The basic-helix-loop-helix-PAS protein heterodimer formed by Drosophila Single-minded (Sim) and Tango (Tgo) controls transcription and embryonic development of the CNS midline cells, while another heterodimer formed by Trachealess (Trk) and Tango controls tracheal cell and salivary duct transcription and development. Expression of both single-minded and trachealess are highly restricted to their respective cell lineages, however tango is broadly expressed. The developmental control of subcellular localization of these proteins was investigated because of Tango's similarity to the mammalian basic-helix-loop-helix-PAS Aromatic hydrocarbon receptor, whose nuclear localization is dependent on ligand binding. Confocal imaging of Single-minded and Trachealess protein localization indicates that these proteins accumulate in cell nuclei when initially synthesized in their respective cell lineages and remain nuclear throughout embryogenesis. Ectopic expression experiments show that Single-minded and Trachealess are localized to nuclei in cells throughout the ectoderm and mesoderm, indicating that nuclear accumulation is not regulated in a cell-specific fashion and unlikely to be ligand dependent. In contrast, nuclear localization of Tango is developmentally regulated; it is localized to the cytoplasm in most cells except the CNS midline, salivary duct, and tracheal cells; in these tissues it accumulates in nuclei. Genetic and ectopic expression experiments indicate that Tango nuclear localization is dependent on the presence of a basic-helix-loop-helix-PAS protein such as Single-minded or Trachealess. Drosophila cell culture experiments show that Single-minded and Trachealess nuclear localization is dependent on Tango since, in the absence of Tango, these proteins are cytoplasmic. These results suggest a model in which Single-minded and Trachealess dimerize with Tango in the cytoplasm of the CNS midline cells and trachea, respectively, and the dimeric complex accumulates in nuclei in a ligand-independent mode and regulates lineage-specific transcription (Ward, 1998).
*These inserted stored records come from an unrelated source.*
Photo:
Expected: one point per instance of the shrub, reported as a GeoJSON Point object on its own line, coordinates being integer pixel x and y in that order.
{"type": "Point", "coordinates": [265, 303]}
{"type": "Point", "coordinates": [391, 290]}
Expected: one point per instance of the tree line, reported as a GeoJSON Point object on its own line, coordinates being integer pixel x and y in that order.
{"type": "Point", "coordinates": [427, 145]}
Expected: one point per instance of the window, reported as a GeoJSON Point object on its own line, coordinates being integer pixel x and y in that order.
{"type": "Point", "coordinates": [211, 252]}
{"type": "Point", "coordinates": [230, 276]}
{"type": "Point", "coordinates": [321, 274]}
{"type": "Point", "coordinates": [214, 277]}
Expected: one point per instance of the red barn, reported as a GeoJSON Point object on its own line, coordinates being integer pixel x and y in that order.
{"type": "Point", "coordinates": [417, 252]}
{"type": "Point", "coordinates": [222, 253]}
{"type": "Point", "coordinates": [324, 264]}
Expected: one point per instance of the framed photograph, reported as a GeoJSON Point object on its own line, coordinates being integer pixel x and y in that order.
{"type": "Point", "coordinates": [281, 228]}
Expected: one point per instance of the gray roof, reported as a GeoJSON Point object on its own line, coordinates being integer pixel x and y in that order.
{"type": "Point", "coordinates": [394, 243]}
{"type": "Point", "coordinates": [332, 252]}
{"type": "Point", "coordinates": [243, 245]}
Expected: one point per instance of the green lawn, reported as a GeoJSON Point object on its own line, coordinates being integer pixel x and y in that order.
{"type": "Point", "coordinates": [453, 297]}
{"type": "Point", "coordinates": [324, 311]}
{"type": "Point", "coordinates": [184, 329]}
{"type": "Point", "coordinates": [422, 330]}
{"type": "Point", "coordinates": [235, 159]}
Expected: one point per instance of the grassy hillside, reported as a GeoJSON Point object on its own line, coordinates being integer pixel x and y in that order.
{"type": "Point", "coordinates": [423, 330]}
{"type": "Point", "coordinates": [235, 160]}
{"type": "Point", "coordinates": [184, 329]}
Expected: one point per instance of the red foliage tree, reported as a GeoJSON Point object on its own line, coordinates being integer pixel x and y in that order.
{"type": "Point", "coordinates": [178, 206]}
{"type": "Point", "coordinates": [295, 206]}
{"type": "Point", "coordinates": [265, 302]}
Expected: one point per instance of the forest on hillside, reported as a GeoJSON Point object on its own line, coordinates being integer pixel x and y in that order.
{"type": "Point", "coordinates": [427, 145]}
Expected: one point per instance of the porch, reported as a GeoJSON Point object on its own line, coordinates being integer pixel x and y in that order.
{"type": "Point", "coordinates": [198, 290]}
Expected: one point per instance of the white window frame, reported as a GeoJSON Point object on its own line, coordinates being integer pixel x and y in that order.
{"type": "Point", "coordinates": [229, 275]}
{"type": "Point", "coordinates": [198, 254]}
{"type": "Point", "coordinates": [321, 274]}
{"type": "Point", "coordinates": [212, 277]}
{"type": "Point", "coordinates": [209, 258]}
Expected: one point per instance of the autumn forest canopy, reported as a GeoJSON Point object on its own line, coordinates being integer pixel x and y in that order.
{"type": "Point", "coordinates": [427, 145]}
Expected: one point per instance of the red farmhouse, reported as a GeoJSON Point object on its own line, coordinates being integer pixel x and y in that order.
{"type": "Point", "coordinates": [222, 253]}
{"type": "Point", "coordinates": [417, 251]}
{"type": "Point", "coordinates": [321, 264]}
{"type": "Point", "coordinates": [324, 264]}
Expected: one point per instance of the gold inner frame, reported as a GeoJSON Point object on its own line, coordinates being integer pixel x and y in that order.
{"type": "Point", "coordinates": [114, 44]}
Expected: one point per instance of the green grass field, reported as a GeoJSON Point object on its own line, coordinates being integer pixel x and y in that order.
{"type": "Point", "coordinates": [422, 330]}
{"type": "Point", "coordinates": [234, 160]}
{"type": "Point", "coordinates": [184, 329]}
Once activated transcriptionally in their respective cell lineages, SIM and TRH mRNAs are translated; the Sim and Trh proteins dimerize with Tgo, and the complex translocates to the nucleus. Sim and Trh do not act as receptors for developmentally relevant molecules that trigger translocation to nuclei upon binding; instead their presence in cells is the developmental signal itself. The bHLH-PAS developmental regulatory proteins described here are controlled by transcriptional activation and not ligand-binding; it will be interesting to see if this correlation is a general feature as other bHLH-PAS proteins of developmental significance are analyzed (Ward, 1998).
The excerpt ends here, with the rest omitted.